On Friday 18 May 2007 04:08, Walter Dnes wrote:
On Sun, May 13, 2007 at 04:18:54PM -0400, [EMAIL PROTECTED] wrote
My ADSL connection had a short outage yesterday. I discovered, to my
consternation, that my machine's internal modem wasn't being picked up.
This is a 1999 Dell PIII that refuses to die. The PCI modem has worked
in the past under Redhat and Gentoo. I am aware that I have to allocate
more than 4 serial ports in make menuconfig. lspci -v shows...

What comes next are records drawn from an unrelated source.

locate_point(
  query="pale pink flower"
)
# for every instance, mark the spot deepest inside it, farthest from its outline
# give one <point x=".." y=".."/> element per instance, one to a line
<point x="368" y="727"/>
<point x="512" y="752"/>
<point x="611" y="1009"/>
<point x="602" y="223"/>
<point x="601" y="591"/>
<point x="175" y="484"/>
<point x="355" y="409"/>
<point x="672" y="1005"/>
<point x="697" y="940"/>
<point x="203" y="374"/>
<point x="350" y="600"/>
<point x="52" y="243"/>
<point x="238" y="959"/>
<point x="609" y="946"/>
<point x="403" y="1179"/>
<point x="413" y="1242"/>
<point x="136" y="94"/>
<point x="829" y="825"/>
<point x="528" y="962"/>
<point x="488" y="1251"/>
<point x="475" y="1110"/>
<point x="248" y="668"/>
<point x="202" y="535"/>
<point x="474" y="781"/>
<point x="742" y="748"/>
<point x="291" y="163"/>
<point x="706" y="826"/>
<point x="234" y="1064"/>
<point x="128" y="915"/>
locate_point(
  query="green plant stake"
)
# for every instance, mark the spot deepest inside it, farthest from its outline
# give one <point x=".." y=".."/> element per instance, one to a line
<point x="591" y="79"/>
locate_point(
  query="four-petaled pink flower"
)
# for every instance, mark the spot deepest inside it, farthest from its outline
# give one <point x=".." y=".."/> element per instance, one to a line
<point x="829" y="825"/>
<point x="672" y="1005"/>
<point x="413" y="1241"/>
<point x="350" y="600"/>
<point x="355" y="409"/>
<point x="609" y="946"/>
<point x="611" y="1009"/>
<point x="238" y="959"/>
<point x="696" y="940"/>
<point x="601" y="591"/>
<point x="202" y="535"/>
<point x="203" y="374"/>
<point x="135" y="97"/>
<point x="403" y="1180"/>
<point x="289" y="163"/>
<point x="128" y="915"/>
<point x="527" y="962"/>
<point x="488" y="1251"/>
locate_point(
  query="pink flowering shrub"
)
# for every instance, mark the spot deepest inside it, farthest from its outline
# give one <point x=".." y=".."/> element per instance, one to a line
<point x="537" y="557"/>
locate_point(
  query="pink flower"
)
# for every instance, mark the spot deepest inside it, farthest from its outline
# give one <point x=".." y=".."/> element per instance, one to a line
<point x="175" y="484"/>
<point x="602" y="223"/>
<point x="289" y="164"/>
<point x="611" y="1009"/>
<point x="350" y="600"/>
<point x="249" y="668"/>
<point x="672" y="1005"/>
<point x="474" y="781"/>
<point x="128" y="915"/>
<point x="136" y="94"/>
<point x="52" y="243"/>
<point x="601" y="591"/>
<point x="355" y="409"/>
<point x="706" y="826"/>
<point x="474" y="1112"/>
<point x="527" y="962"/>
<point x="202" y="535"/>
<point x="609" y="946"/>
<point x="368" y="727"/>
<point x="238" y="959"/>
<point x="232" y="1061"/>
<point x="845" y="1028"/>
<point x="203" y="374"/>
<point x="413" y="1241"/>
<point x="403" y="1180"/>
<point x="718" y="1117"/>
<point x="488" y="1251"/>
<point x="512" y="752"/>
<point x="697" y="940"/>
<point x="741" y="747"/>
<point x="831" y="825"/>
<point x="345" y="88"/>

00:10.0 Serial controller: 3Com Corp, Modem Division 56K FaxModem Model
5610 (rev 01) (prog-if 02 [16550]) Subsystem: 3Com Corp, Modem Division
Unknown device baba Flags: medium devsel, IRQ 9
I/O ports at 1430 [size=8]
Capabilities: [dc] Power Management version 2
A rather heavy-handed solution was to emerge setserial and execute
setserial /dev/ttyS4 port 0x1430 irq 9
This initializes the port, and pppconfig now finds /dev/ttyS4 when
doing an auto-probe. And dialup works. This is nice to know, because
I'll be moving later this summer, and may be dialup-only for a few weeks
depending on circumstances.
I've copied the above setserial command to /etc/conf.d/local.start to
ensure it's automatically executed at bootup.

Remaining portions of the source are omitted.